Now you know how to calculate values of interest in Bayesian Networks with factor operations like FactorProduct, Marginalize and ObserveEvidence.

Up to now, we had only small networks, with only one or two variables. At the beginning, we started with a single random variable Rain, specifying the probability distribution for rain on a random day. Then we refined the model by adding a dependency to the season, because we stated that it rains more in winter than in summer. We can continue to refine the model more and more. Let's add a dependency to the country. In some countries it rains more than in others. We can also create a dependency between Season and Country, because in some countries, like Finland, the summer is short and the winter long, whereas in Egypt, it is vice versa.

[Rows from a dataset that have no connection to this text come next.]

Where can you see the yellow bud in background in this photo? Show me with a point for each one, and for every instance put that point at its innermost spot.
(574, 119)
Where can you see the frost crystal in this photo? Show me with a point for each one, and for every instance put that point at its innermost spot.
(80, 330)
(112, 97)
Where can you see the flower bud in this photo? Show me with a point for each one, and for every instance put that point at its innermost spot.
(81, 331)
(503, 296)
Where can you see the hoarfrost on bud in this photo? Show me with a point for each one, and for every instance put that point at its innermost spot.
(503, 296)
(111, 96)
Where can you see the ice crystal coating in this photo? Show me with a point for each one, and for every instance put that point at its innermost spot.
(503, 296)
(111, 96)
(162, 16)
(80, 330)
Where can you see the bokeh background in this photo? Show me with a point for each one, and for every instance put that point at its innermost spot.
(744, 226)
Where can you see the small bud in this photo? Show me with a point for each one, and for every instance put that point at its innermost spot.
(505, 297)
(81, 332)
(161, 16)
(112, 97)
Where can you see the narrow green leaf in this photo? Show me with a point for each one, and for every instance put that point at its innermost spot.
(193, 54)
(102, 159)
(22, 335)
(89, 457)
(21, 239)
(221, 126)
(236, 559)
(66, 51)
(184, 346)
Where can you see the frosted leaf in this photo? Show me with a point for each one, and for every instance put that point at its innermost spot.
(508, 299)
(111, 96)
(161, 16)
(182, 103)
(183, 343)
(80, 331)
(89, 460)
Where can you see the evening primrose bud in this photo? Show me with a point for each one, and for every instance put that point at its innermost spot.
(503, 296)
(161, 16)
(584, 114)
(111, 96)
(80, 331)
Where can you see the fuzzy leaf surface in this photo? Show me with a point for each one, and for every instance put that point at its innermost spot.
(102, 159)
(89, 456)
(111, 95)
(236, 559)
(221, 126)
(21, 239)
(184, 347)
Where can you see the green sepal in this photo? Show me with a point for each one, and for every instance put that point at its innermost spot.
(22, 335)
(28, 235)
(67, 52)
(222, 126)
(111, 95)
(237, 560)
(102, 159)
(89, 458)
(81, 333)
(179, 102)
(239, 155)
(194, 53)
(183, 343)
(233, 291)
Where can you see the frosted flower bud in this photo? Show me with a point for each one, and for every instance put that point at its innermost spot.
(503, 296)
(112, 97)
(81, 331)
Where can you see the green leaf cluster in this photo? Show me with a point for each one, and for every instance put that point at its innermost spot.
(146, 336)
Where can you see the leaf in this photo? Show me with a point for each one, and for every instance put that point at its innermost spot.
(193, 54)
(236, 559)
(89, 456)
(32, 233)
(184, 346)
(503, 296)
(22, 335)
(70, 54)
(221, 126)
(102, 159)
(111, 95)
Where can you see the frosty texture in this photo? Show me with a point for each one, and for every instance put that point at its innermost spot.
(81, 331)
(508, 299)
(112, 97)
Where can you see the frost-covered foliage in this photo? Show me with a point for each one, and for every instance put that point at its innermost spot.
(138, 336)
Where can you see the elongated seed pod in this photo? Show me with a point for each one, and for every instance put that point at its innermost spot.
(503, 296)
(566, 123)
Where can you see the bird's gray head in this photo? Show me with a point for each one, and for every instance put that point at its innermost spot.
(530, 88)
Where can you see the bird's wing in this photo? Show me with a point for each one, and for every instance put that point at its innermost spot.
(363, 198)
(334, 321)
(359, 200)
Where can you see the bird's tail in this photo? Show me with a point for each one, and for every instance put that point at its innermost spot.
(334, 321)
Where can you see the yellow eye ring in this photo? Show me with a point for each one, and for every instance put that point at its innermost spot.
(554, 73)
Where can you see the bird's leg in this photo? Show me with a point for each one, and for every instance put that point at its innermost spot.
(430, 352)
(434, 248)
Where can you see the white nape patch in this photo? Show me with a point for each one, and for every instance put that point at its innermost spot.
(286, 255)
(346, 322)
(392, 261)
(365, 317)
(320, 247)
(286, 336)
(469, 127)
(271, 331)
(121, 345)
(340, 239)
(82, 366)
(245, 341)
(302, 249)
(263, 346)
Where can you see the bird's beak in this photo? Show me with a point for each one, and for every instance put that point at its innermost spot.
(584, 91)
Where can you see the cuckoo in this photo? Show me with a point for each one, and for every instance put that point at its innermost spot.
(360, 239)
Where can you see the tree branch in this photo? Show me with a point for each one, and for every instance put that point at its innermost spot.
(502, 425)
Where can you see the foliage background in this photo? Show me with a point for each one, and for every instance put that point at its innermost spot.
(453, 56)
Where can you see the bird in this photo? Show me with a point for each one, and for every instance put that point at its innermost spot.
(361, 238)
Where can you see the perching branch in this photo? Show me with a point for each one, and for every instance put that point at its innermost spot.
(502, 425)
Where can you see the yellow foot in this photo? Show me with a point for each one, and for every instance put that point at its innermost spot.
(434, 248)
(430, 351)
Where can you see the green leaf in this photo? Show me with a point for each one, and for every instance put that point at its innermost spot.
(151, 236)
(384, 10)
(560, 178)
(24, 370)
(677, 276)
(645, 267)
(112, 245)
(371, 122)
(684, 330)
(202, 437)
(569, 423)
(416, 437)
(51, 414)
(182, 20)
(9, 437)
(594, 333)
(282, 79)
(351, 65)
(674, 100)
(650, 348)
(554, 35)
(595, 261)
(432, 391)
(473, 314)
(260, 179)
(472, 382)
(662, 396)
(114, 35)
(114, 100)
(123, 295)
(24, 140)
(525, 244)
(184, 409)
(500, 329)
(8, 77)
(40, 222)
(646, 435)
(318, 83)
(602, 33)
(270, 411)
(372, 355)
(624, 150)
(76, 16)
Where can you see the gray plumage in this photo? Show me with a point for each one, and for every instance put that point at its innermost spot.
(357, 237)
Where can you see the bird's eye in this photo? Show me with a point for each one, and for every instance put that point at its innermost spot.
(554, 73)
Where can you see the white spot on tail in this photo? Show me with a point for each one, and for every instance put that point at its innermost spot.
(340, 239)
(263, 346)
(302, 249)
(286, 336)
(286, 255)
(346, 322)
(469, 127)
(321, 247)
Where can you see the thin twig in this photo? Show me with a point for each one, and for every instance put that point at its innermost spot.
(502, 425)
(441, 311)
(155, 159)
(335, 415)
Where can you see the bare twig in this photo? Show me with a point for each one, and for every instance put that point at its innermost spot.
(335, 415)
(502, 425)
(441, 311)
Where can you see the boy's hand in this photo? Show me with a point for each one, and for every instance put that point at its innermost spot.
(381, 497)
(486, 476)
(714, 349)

![](country_season_rain.svg)

The code for the right diagram would be:

```
   // let's add another variable country
   // add additional id 
   const uint32_t COUNTRY{ 2 };
   // country has two values {false, true} which mean {Finland, Egypt}
   // the numbers in the factor represent the number of inhabitants in millions
   // if the factor should represent a probability, we have to normalize the factor
   Factor country{ {COUNTRY}, {2}, { 5, 100 } };
   country.Normalize();
   // now change the factors for Season and Rain to have an additional dependency to country
   Factor season_given_country{ {SEASON,COUNTRY}, {2,2}, {0.8,0.2,0.2,0.8} };
   Factor rain_given_country_and_season{ {RAIN,SEASON,COUNTRY}, {2,2,2}, {0.82,0.18,0.86,0.14,0.4,0.6,0.6,0.4} };

```

So refining the model adds random variables and dependencies. It makes the model more accurate, but also more complex. Manual calculations with factor operations soon get tedious.

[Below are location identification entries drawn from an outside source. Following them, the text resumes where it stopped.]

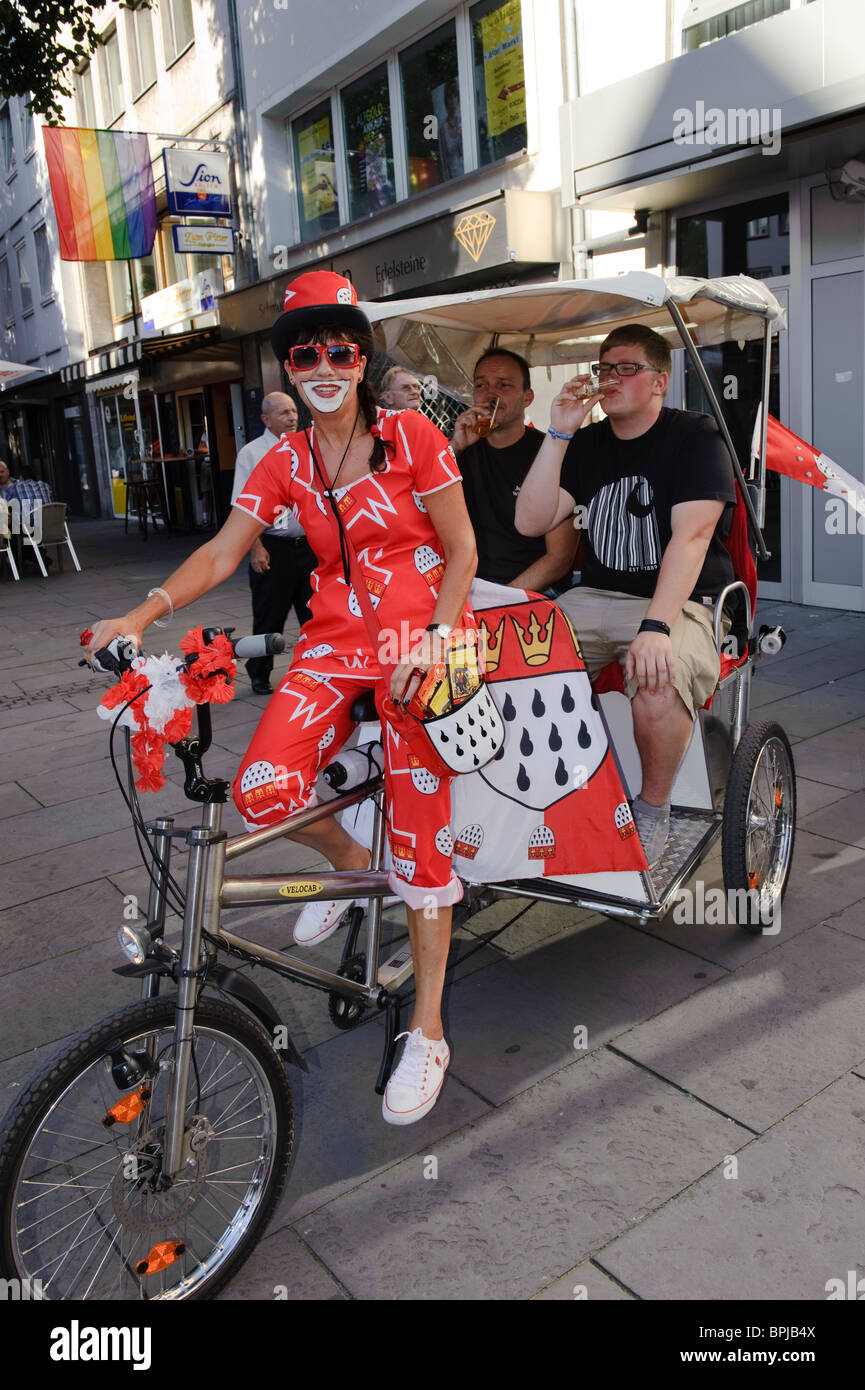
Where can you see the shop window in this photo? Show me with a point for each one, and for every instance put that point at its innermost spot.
(86, 106)
(111, 78)
(27, 124)
(499, 78)
(747, 239)
(139, 46)
(317, 198)
(709, 20)
(43, 263)
(177, 28)
(430, 93)
(24, 280)
(7, 309)
(6, 138)
(366, 113)
(120, 289)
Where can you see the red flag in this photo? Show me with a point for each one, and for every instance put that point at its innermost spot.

What we need are general algorithm, that can be applied to any Bayesian Network, without having to manually specify the factor operations to get a value of interest.

## Variable Elimination
Applying manual factor operations on Bayesian Networks is tedious, but can also be very inefficient. 
If you have a network with many variables, you could first calculate the joint distribution (which contains the knowledge about the whole system) and then marginalize out all variables execpt the variables you are interested in. If you would take a closer look at the operations done in the marginalization step, you would see that some terms would get calculated more than once.

VariableElimination is an algorithm for Bayesian Networks that uses Dynamic Programming to store intermediate terms until they are needed again, to avoid duplicated calculations.

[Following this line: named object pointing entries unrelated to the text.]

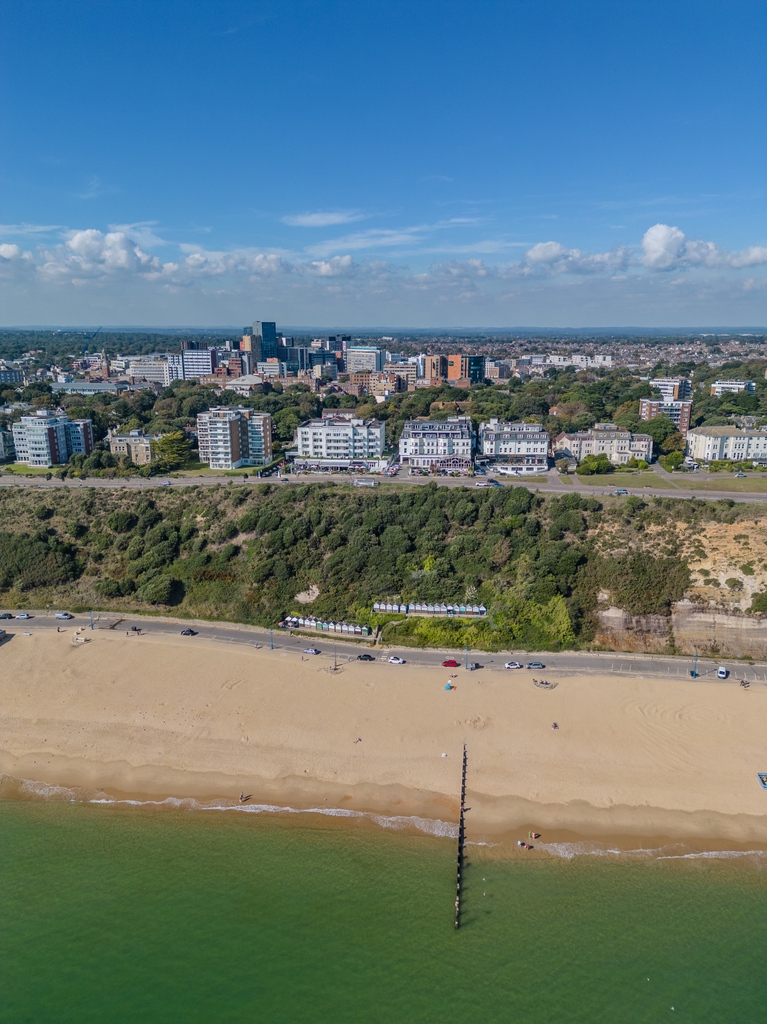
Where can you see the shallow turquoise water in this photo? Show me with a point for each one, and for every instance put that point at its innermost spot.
(117, 914)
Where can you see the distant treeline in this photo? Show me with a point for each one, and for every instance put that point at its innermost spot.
(244, 553)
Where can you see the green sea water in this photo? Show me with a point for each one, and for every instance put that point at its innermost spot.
(116, 914)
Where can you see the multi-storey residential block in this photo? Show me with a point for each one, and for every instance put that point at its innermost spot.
(435, 367)
(9, 375)
(231, 437)
(48, 439)
(437, 444)
(135, 445)
(733, 443)
(678, 412)
(7, 451)
(469, 368)
(514, 443)
(340, 442)
(673, 388)
(718, 388)
(604, 438)
(199, 361)
(364, 358)
(158, 371)
(496, 370)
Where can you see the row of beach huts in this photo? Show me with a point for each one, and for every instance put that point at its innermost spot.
(421, 608)
(309, 623)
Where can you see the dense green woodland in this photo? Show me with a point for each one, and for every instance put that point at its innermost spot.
(242, 553)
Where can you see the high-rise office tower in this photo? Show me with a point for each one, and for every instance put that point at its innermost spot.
(265, 333)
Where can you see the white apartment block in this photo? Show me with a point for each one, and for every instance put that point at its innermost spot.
(340, 442)
(604, 438)
(718, 388)
(732, 443)
(157, 371)
(513, 443)
(437, 444)
(364, 358)
(48, 439)
(229, 438)
(7, 450)
(135, 445)
(198, 363)
(673, 388)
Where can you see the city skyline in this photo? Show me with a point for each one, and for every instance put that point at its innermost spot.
(540, 164)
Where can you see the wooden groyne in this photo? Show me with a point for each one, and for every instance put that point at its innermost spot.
(461, 843)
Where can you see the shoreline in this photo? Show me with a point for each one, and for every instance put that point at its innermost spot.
(637, 763)
(555, 842)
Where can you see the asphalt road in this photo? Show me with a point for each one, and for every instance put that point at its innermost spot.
(550, 482)
(292, 645)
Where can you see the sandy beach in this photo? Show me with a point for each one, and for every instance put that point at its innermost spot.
(156, 717)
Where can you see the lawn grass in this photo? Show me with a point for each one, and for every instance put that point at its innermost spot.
(753, 484)
(615, 480)
(22, 469)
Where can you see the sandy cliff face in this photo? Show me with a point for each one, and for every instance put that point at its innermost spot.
(690, 628)
(728, 567)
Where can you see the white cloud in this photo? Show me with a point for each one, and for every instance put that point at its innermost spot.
(667, 248)
(105, 271)
(323, 218)
(554, 257)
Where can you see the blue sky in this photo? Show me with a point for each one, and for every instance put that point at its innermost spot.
(379, 162)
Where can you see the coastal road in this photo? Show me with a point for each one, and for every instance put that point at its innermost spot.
(551, 482)
(566, 663)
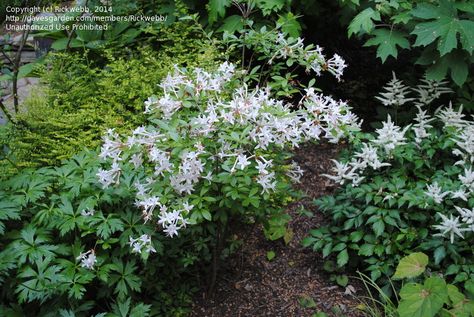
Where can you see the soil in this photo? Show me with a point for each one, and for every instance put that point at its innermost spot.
(250, 285)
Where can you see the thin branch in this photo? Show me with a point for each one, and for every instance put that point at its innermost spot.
(5, 111)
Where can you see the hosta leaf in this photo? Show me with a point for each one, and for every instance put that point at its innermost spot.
(363, 22)
(387, 42)
(411, 266)
(425, 300)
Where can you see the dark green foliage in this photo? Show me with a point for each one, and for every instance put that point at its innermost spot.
(39, 270)
(388, 215)
(440, 33)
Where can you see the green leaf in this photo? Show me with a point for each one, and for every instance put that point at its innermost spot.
(459, 69)
(363, 22)
(366, 249)
(342, 258)
(231, 24)
(342, 280)
(439, 254)
(217, 9)
(378, 227)
(290, 25)
(411, 266)
(270, 255)
(466, 32)
(269, 6)
(387, 42)
(425, 300)
(206, 214)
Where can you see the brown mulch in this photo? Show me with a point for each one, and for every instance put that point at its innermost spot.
(250, 285)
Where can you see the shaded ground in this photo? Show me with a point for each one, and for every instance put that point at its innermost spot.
(250, 285)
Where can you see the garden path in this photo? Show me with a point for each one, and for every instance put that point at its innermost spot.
(293, 283)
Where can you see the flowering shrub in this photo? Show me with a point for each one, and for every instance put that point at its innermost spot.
(275, 58)
(217, 149)
(65, 248)
(404, 189)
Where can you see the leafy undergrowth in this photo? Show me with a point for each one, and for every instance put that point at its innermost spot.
(269, 278)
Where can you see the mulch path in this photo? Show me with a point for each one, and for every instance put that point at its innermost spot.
(250, 285)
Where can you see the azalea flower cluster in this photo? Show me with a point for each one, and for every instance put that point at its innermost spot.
(210, 124)
(376, 153)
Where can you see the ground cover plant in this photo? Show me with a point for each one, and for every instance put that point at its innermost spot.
(215, 151)
(158, 156)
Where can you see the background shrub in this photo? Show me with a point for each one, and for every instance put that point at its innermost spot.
(83, 97)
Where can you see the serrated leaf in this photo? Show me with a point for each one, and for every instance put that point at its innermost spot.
(269, 6)
(411, 266)
(231, 24)
(378, 227)
(425, 300)
(290, 25)
(363, 22)
(427, 32)
(342, 258)
(466, 32)
(387, 42)
(217, 9)
(366, 249)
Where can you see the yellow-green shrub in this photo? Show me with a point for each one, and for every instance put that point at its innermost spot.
(82, 98)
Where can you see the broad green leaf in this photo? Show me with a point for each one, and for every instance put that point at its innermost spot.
(459, 68)
(290, 25)
(378, 227)
(387, 42)
(342, 258)
(427, 32)
(411, 266)
(425, 300)
(217, 9)
(269, 6)
(363, 22)
(231, 24)
(366, 249)
(26, 70)
(466, 32)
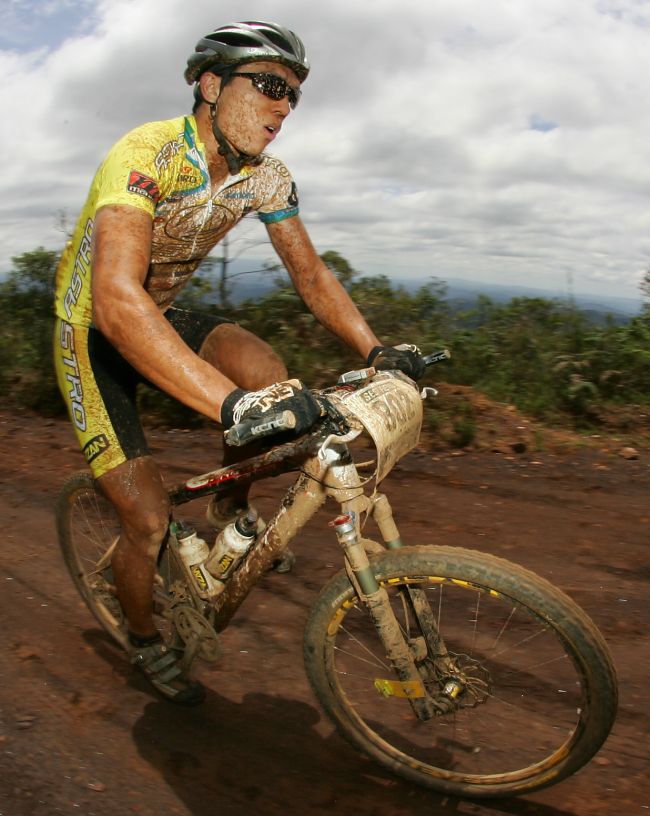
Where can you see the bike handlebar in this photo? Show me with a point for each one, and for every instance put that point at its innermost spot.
(251, 429)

Let's see how it works. VariableElimination takes in a list of factors (i.e. the Bayesian Network) and a list of variables to eliminate and returns a list of remaining factors after the elimination of the given variables. 

If we eliminate Country and Season, we get the marginal probability of Rain.

```
   std::vector <Factor> factors{
      country,
      season_given_country,
      rain_given_country_and_season
   };

   auto f(factors);  // make copy to preserve original factors
   // eliminate Season and Country gives the marginal of Rain
   VariableElimination(f, { SEASON,COUNTRY });
   const auto m_rain = f.front();
```
If you want the probabilities of other variables, you have to run Variable Elimination again.
For example, to calculate the marginal probability of Season:
```
   f = factors;  // restore original factors
   // eliminate Rain and Country gives the marginal of Season
   VariableElimination(f, { RAIN,COUNTRY });
   const auto m_season = f.front();
   std::cout << "m_season:\n" << m_season;
```
If you want to calculate multiple values from a Bayes Net, use the more efficient Clique Tree algorithm, to avoid duplicate calculations.

For another example, see [Water Sprinkler](../examples/water_sprinkler/water_sprinkler_variable_elimination.cpp)

## Clique Tree (Junction Tree)

VariableElimination is an efficient algorithm for networks that are trees. In a tree, you have only one path between two variables. If you have a network that has variables with more than one path between, you can cluster variables into common factors, called cliques. These cliques then form again a tree, where we can efficiently do the inference.